The first taste of Dino
var i, prime, k, count = 0, SieveSize = 8191, flags = [SieveSize : 1];
for (i = 0; i < SieveSize; i++)
if (flags[i]) {
prime = i + i + 3;
k = i + prime;
for (;;) {
if (k >= SieveSize)
break;
flags[k] = 0;
k += prime;
}
count++;
}
putln (count);
DINO as a scripting language
- Dino aims to look like C language
- High-Level scripting object-oriented language:
- Multi-precision integers
- Heterogeneous extensible arrays, array slices
- Associative tables with possibility to delete elements
- Powerful and safe class composition operation for (multiple)

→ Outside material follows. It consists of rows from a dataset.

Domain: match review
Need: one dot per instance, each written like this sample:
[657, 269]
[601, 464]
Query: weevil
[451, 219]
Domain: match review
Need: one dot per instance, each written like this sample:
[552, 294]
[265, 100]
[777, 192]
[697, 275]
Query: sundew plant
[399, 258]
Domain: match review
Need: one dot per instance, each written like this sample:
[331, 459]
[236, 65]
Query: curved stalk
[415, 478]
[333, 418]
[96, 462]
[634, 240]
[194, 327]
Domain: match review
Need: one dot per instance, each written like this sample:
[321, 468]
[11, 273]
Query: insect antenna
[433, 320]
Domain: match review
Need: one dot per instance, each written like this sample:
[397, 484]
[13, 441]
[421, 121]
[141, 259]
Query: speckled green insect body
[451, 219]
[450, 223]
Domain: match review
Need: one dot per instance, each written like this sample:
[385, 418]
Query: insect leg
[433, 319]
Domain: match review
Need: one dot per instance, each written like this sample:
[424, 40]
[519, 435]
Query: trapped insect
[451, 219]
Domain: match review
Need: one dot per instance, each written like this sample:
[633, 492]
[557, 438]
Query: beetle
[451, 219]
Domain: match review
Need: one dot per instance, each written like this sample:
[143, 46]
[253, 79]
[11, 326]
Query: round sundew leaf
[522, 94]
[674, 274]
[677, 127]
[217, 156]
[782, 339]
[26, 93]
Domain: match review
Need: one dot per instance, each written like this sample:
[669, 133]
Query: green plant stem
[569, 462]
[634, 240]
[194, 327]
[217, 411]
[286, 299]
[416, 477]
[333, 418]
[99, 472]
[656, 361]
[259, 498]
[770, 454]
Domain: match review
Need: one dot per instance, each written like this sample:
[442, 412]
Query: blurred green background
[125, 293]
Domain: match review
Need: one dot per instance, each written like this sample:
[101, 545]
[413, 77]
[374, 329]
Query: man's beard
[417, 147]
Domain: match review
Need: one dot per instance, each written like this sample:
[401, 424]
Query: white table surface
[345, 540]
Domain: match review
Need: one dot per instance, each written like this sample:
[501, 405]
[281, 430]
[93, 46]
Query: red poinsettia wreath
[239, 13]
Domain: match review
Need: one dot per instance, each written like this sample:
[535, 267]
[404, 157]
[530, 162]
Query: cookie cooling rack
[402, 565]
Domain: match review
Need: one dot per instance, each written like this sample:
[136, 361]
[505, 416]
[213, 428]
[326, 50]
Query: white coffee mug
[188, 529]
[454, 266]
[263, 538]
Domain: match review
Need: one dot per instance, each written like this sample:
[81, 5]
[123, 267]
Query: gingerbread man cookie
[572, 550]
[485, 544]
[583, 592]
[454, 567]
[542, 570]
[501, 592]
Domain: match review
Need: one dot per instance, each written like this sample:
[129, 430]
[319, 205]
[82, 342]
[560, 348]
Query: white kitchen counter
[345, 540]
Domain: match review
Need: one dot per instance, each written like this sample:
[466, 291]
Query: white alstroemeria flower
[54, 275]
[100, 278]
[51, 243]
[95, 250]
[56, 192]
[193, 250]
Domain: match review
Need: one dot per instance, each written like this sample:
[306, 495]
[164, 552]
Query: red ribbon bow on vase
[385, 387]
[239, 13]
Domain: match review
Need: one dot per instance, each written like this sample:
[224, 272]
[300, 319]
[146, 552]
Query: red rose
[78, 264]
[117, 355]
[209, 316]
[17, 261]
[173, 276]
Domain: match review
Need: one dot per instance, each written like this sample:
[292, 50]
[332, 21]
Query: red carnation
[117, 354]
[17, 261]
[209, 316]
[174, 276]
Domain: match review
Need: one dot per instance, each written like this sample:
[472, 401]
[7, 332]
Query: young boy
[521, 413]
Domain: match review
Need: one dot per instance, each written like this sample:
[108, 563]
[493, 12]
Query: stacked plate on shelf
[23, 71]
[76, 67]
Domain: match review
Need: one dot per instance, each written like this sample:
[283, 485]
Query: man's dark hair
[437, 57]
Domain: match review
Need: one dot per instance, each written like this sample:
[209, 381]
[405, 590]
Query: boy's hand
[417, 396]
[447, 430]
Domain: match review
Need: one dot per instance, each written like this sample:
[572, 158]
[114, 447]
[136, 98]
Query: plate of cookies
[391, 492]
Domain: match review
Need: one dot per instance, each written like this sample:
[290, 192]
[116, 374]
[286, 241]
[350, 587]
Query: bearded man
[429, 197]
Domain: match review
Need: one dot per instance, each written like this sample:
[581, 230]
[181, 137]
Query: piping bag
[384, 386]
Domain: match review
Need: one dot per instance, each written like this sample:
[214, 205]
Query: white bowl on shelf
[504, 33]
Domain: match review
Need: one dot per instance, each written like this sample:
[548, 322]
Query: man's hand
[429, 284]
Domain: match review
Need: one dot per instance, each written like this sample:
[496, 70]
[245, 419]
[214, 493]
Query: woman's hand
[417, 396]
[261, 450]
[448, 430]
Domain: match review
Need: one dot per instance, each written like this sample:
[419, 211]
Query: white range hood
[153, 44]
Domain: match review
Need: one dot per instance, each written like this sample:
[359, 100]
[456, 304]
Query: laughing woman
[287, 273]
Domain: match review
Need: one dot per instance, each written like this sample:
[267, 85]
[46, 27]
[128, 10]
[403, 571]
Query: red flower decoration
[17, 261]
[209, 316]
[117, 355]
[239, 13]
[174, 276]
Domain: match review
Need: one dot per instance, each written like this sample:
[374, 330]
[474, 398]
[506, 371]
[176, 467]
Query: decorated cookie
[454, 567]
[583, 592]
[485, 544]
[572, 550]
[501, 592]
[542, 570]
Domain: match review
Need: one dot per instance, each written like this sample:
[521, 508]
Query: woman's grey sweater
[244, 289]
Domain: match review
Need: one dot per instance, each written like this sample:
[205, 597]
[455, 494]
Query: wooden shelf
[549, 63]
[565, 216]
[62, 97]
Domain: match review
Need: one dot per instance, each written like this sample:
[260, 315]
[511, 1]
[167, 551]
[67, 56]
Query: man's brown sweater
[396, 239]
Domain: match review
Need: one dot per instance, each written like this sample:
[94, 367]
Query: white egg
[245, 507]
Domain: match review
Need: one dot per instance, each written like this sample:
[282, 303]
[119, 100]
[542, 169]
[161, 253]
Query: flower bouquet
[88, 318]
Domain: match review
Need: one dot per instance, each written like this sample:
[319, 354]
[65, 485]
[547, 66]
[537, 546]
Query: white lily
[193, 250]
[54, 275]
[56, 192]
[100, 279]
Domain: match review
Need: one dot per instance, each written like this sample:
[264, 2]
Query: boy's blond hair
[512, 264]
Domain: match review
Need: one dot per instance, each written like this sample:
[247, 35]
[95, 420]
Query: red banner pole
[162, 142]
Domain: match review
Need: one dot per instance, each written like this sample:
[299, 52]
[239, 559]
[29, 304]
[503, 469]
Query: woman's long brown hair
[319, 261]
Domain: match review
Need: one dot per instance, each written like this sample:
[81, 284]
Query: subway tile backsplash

inheritance and traits description
- First class functions, classes, and fibers with closures,
anonymous functions, classes, fibers
- Exception handling
- Concurrency
- Pattern matching
- Unicode 8 support
Arrays and Tables
- Associative tables
- elements can be added and deleted
- elements can be any values, e.g. other tables
- Implemented as hash tables without buckets for compactness
and data locality
- Secondary hash for conflict resolutions
- Murmur hash function for most values
Array Slices
- Eratosthenes sieve with slices:
var i, prime, count = 0, SieveSize = 8191, flags = [SieveSize : 1];
for (i = 0; i < SieveSize; i++)
if (flags[i]) {
prime = i + i + 3;
flags[i + prime:SieveSize:prime] = 0;
count++;
}
putln (count);
Functions
fun even;
fun odd (i) {i == 0 ? 0 : even (i - 1);}
fun even (i) {i == 0 ? 1 : odd (i - 1);}
putln (odd (1_000_000));
filter (fun (a) {a > 0;}, v);
fold (fun (a, b) {a * b;}, v, 1);
fun incr (base) {fun (incr) {base + incr;}}
Threads
- Fiber: a function with concurrent execution
fiber t (n) {for (var i = 0; i < n; i++) putln (i);}
t(100); // the following code don't wait for t finish
for (var i = 0; i < 1000; i++) putln (“main”, i);
- Implemented as green threads:
- Much faster than OS threads with Global Interpreter Lock (Python/Ruby)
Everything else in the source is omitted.